The hospital operates under the Health Care Consent Act. This Act states that a capable patient of any age can consent (agree) to a treatment. The consent of their parent or caregiver is not necessary. The health care team decides whether a patient is capable. Your child is capable of making a treatment decision if they can:
- understand the information relevant to the treatment decision
- understand the possible consequences of making the decision
- tell us their decision
If the team finds your child incapable of making a specific treatment decision, then someone else (usually the parent or guardian) will be assigned to make the decision. This person is called a “substitute decision maker”.
How do you ensure safety at Day Treatment?
Everyone’s safety is important. We need to provide a safe environment, free from:
- violence, aggression, self-harm, lying, racism, sexism and/or negative comments about sexual identity. We do not allow clothing or any items that support any of these ideas
- bullying, threatening and verbal abuse
- substances including alcohol and drugs (and the supplies related to drug use)
We have a policy that guides our response to these behaviours if they occur. Please talk to our staff right away if your child feels unsafe or thinks they might do something dangerous. Staff will help your child learn and use skills that will help.
We will protect the privacy of you and your child’s personal information. We will ask for your permission (consent) before sharing your child’s information with others.
- If your child is capable, they have the right to keep their information private from anyone they choose, including their parents
- If your child is not capable of giving consent, then we will look to a substitute decision maker for consent.

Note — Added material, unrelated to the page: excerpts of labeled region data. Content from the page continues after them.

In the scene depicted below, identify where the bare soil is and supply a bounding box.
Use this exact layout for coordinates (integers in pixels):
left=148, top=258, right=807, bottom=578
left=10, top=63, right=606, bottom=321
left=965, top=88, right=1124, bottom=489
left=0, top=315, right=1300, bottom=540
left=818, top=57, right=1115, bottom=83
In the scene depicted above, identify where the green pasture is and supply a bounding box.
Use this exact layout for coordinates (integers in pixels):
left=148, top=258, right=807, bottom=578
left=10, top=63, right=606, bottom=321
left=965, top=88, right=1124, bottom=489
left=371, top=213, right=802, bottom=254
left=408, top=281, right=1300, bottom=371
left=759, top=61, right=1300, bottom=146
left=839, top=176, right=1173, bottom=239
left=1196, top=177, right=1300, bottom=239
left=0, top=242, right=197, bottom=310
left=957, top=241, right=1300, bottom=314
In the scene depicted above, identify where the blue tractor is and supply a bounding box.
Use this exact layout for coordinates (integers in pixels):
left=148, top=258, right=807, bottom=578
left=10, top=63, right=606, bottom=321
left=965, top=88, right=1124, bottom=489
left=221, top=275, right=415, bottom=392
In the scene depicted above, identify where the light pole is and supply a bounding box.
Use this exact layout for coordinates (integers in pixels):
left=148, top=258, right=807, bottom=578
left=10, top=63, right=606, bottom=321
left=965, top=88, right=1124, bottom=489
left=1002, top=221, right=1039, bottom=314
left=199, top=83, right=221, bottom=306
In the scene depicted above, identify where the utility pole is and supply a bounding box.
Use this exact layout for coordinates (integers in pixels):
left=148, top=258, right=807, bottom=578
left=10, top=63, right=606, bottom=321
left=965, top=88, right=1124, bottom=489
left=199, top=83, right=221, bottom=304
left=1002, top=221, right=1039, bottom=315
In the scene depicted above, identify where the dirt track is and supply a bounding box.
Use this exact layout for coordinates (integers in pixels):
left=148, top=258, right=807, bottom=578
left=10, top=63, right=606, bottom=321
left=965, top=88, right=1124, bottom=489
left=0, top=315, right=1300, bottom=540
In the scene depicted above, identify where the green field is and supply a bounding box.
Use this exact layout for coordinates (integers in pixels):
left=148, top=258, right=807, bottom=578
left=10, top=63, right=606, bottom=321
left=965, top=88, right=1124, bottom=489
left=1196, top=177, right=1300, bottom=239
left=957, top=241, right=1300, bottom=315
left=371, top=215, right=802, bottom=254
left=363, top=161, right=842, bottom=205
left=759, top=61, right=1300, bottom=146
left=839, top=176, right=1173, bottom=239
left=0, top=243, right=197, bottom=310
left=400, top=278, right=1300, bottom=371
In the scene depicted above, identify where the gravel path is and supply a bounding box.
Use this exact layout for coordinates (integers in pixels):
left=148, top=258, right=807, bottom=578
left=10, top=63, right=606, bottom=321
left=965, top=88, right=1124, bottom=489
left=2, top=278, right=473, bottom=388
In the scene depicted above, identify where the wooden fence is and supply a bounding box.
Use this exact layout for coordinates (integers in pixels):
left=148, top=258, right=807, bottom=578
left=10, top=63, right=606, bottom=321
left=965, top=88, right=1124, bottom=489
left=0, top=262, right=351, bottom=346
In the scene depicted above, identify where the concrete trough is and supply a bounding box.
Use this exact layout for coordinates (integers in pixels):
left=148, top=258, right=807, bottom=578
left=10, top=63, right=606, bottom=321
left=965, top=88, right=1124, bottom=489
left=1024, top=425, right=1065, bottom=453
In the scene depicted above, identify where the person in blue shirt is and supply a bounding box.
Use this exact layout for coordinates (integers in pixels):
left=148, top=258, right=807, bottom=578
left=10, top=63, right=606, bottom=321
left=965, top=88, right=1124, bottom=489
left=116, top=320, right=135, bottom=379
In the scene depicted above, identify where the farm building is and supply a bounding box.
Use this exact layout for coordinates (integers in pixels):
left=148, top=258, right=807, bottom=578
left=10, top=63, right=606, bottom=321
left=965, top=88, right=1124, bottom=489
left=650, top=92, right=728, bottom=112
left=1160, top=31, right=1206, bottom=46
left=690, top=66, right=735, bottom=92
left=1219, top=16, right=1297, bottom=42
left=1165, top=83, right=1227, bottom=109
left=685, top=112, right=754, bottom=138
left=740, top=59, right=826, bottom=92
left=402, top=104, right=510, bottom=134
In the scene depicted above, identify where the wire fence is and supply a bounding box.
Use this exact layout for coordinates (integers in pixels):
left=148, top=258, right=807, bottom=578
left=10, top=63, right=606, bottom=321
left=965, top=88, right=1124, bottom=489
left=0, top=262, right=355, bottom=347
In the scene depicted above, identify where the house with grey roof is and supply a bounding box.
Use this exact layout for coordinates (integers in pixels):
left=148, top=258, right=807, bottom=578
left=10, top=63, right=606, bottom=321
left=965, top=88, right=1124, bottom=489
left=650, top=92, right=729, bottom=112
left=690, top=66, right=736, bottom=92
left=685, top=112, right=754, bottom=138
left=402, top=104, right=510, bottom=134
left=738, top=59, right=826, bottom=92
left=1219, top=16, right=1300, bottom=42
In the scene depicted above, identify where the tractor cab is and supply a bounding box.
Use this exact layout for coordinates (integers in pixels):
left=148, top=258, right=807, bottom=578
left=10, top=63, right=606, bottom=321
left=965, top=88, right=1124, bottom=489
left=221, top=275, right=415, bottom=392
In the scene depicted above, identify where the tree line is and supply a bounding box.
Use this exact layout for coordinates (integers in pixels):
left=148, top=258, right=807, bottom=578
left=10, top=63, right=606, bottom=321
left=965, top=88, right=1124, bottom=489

We also want all parents/caregivers to feel comfortable sharing their concerns with us. We will keep these concerns within your child’s care team, unless we have consent to share it. There are times, however, when we cannot maintain confidentiality. If we become aware of a situation in which a child/youth needs protection, we are required to report it to the appropriate authorities.
Those situations include:
- if any child or youth under the age of 16 is being hurt or abused, or at risk of being hurt or abused
- if anyone is in imminent danger of hurting themselves or someone else
- if a regulated health professional is or has been sexually inappropriate with someone
- if the courts ask for our records
Research is an important part of the work we do. Through research we learn how to best help children and teens with mental health needs. While in Day Treatment, we may ask if your child would like to be involved in current or future research. Whether or not your child wishes to take part in research is up to your child and your family. Your decision will not affect your child’s care in any way.